In fact, the question would have no general answer even if the CIFs explicitly expressed compliance with a dictionary defining _char_or_numb, because processors are not required to consider that definition.

As a practical matter, this problem is the source of user surprise when a program such as cif2cif reformats values that the CIF author did not intend to be interpreted as numbers.  My proposed solution does not require different behavior from cif2cif; instead it requires different expectations from CIF authors.  In particular, authors must expect that values that look like numbers will be treated as numbers.

There does remain the issue of how to consistently handle the case where a provided value is a number, but the processor intends to honor an item definition requiring a string value.  CIF's historical legacy demands that the value be provided to applications as a string (rather than, for example, a validation error being raised).  CIF 1.1 dictates that that string in fact be the particular sequence of characters with which the number was expressed.  CIF 1.1's requirement yields consistency, but if there is any meaningful distinction between numb and char, then the original character sequence is not inherent in numb values.  CIF 1.1's prescription is therefore incompatible with determinate data typing.

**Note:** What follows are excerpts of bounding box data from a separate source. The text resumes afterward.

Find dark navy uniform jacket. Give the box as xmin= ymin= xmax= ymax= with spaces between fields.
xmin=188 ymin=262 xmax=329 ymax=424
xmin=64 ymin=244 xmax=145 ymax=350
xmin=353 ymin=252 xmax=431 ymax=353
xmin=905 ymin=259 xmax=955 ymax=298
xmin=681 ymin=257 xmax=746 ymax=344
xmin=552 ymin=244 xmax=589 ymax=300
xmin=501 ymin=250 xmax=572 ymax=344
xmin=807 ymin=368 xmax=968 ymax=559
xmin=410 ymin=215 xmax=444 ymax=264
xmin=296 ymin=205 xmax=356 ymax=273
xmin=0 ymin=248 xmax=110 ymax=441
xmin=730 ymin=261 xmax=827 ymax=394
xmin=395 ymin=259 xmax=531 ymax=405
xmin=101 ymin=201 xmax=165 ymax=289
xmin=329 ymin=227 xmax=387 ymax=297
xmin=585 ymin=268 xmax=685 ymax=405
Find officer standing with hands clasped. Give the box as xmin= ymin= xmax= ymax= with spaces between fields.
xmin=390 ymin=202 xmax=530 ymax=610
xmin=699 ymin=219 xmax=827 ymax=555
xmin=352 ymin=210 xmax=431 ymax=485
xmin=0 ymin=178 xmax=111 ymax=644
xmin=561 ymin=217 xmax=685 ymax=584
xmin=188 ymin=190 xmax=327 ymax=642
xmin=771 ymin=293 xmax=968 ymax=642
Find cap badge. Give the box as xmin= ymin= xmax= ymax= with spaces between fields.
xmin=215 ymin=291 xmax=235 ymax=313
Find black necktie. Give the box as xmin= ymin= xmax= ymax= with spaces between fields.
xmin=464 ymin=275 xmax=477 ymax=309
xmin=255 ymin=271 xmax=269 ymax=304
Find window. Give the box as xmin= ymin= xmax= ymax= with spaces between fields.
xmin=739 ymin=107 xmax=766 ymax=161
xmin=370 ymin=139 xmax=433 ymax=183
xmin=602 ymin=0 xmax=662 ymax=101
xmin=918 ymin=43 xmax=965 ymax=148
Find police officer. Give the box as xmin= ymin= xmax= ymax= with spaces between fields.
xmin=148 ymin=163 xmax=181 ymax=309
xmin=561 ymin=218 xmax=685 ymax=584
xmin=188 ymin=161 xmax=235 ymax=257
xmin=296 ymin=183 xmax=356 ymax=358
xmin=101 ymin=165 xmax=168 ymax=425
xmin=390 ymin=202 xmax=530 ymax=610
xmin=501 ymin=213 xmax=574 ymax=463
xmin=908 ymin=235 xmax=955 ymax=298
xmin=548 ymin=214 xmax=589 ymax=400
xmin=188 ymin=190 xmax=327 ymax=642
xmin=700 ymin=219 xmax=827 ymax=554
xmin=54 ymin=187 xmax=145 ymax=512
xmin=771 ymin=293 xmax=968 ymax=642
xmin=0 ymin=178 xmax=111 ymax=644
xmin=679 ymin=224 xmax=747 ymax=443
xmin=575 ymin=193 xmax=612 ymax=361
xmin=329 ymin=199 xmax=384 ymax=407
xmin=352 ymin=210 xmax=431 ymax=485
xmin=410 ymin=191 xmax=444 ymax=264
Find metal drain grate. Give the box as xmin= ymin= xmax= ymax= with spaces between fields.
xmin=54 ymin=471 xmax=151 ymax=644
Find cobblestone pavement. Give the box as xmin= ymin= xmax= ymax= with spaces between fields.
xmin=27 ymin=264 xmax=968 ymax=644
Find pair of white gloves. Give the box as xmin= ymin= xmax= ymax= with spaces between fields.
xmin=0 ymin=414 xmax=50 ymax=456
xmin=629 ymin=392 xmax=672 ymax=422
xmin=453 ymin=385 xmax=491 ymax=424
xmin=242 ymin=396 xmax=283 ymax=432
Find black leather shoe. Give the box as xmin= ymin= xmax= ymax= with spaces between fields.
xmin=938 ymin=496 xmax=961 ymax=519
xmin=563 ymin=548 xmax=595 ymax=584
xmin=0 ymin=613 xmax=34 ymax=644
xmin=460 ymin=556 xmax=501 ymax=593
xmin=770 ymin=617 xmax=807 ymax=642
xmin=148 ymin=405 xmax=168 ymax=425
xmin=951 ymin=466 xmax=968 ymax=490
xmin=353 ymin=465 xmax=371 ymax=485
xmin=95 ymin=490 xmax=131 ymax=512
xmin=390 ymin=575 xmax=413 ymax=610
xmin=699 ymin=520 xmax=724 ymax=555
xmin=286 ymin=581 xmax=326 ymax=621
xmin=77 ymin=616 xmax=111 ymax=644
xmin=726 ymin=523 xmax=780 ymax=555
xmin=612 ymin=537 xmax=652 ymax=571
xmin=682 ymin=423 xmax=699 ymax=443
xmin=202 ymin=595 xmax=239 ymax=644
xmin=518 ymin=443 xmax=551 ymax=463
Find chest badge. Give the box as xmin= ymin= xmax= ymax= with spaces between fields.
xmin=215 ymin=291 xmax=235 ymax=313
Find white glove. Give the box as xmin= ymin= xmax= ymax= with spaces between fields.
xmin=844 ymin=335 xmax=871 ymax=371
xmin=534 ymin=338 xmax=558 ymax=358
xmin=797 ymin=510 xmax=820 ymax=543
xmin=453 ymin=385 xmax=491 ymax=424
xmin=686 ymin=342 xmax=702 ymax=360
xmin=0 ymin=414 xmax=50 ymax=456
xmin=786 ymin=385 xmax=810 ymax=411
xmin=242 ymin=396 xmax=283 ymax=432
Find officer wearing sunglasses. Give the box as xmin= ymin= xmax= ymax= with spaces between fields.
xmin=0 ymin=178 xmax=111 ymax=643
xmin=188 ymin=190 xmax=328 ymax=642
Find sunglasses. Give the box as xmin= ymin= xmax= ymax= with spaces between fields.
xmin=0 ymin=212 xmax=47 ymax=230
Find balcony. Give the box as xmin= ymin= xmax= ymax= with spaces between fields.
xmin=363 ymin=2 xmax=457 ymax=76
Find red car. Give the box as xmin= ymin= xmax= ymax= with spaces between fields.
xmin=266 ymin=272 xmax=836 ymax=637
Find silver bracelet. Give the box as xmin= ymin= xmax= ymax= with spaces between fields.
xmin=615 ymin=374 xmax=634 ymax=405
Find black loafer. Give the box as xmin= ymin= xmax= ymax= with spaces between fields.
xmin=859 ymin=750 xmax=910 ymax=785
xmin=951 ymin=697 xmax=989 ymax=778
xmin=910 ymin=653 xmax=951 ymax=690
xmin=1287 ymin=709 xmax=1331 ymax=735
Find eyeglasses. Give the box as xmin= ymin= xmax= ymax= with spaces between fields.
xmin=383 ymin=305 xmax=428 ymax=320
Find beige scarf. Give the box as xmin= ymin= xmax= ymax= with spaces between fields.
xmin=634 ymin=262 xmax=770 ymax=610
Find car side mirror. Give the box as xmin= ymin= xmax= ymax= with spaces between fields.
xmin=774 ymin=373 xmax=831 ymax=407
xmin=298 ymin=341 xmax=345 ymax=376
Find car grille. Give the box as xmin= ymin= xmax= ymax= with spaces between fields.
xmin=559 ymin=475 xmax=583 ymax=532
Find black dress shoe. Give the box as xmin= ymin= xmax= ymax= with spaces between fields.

For that case I propose instead to decouple values' lexical typing from their dictionary-defined semantic typing.  Instead of relying on numbers' extrinsic lexical form for a string representation, I propose to use a consistent, yet-to-be-determined form, dependent only on numbers' intrinsic characteristics.  That would admittedly introduce differences between certain data values that a dictionary-driven CIF2 processor would provide to an application vs. those that a similar CIF1 processor would provide, but only where your advice to quote numeric-appearing 'char' values is not followed.


>  This really does remind me of the sterile negative prescriptions
>for Fortran in the 1980's and early 90's until the focus changed
>from rewriting the langauge to extendng the language.
>CIF works.  Adding to it can be very useful, but adding new rules
>that make it difficult for existing data and software to be used
>can outweigh the utility of additions.  It is a matter of balance.


CIF does *not* presently work in this regard.  Existing CIF software works consistently only for CIFs that follow additional construction rules beyond those in the CIF specifications.  The CIF 1.1 specifications actually require this inconsistency, so only the combination of CIF 1.1 + additional rules works.  I am proposing, therefore, to add those additional rules to CIF2, so that we can indeed say that CIF works.  This would affect existing data only insomuch as they do not already follow the rules needed to work consistently with CIF 1.1 applications.


>Right now, I don't see reasonable balance with things much too
>skewed toward rewriting CIF and not enough consideration for
>continuity of existing uses.


You can view my suggestion as being to return to something closer to the original CIF data typing rules, before dictionaries were introduced.  Given that existing uses seem to continue to include applications from that era, and given that it has no effect on CIFs that already are written for consistent CIF 1.1 processing, I think my proposal promotes maintaining continuity of uses.